Reputation: 680
I have several csv files that has same first row element in it. For example:
csv-1.csv:
Value,0
Currency,0
datetime,0
Receiver,0
Beneficiary,0
Flag,0
idx,0
csv-2.csv:
Value,0
Currency,1
datetime,0
Receiver,0
Beneficiary,0
Flag,0
idx,0
And with these files (more than 2 files by the way) I want to merge them and create something like that:
left | csv-1 | csv-2 |
---|---|---|
Value | 0 | 0 |
Currency | 0 | 1 |
datetime | 0 | 0 |
How can I create this funtion in python?
Upvotes: 1
Views: 163
Reputation: 3987
Here's what you can do
import pandas as pd
from glob import glob
def refineFilename(path):
return path.split(".")[0]
df=pd.DataFrame()
for file in glob("csv-*.csv"):
new=pd.read_csv(file,header=None,index_col=[0])

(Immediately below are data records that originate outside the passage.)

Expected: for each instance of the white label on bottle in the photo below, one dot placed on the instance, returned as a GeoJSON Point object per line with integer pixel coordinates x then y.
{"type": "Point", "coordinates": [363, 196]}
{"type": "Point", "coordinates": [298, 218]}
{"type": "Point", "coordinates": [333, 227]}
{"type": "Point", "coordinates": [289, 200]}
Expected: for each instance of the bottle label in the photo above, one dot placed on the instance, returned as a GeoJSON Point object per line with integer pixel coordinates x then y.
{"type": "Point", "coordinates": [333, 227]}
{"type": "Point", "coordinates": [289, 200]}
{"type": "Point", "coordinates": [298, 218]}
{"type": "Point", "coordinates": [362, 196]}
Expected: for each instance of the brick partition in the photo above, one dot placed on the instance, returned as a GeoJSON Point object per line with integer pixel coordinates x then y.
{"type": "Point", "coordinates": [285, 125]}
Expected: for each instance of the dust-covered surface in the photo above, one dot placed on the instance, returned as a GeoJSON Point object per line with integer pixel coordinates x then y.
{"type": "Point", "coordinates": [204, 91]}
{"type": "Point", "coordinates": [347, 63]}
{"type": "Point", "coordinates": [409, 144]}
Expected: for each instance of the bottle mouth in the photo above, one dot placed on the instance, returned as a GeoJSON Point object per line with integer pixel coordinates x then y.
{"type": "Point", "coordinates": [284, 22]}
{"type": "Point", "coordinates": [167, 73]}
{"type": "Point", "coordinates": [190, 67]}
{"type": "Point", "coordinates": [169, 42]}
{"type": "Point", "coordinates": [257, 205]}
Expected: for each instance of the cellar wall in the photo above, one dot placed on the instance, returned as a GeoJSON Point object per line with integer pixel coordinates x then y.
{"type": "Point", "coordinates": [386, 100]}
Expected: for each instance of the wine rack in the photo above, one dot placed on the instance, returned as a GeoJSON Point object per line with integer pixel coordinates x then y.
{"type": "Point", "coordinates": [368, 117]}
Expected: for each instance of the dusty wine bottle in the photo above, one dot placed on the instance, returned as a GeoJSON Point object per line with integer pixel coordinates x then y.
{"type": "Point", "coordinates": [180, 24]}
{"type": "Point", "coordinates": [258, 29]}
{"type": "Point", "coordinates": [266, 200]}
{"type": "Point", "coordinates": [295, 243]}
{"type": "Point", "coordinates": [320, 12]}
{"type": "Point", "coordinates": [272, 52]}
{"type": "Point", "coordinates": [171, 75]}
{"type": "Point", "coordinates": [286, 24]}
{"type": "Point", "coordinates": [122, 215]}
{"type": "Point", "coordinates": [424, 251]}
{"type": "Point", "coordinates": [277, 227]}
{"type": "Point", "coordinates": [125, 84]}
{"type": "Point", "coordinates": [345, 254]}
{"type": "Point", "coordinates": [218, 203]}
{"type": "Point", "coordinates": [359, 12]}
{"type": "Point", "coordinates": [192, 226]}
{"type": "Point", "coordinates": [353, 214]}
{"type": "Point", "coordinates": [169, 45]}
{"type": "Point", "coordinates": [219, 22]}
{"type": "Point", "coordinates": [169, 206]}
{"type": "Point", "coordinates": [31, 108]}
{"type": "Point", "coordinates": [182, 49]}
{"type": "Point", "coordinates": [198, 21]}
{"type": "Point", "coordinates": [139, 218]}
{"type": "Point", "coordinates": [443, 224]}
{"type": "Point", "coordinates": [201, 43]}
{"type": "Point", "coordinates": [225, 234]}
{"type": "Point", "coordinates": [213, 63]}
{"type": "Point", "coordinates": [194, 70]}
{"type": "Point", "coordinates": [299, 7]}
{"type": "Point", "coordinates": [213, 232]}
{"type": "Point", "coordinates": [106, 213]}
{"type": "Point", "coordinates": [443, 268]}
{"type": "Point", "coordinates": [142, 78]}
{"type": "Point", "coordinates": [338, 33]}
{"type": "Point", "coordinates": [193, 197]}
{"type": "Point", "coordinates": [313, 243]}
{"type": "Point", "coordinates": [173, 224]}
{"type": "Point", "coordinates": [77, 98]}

df[refineFinename(file)]=new[1]
df.reset_index(inplace=True)
df.rename(columns={0:"left"},inplace=True)
print(df)
"""
left csv-1 csv-2
0 Value 0 0
1 Currency 0 1
2 datetime 0 0
3 Receiver 0 0
4 Beneficiary 0 0
5 Flag 0 0
6 idx 0 0
"""
What we are doing here is making the df
variable store all data, and then iterating through all files and adding a second column of those files to df
with file name as the column name.
Upvotes: 1
Reputation: 120559
You can use:
import pandas as pd
import pathlib
out = (pd.concat([pd.read_csv(csvfile, header=None, index_col=[0], names=[csvfile.stem])
for csvfile in sorted(pathlib.Path.cwd().glob('*.csv'))], axis=1)
.rename_axis('left').reset_index())
Output:
>>> out
left csv-1 csv-2
0 Value 0 0
1 Currency 0 1
2 datetime 0 0
3 Receiver 0 0
4 Beneficiary 0 0
5 Flag 0 0
6 idx 0 0
Upvotes: 1
Reputation: 420
First, you must create indexes in dataframes by first columns, on which you will further join:
import pandas as pd
import numpy as np
df1 = pd.read_csv('csv-1.csv')
df2 = pd.read_csv('csv-2.csv')
df1 = df1.set_index('col1')
df2 = df2.set_index('col1')
df = df1.join(df2, how='outer')
Then rename the column names if needed, or make a new index
Upvotes: 2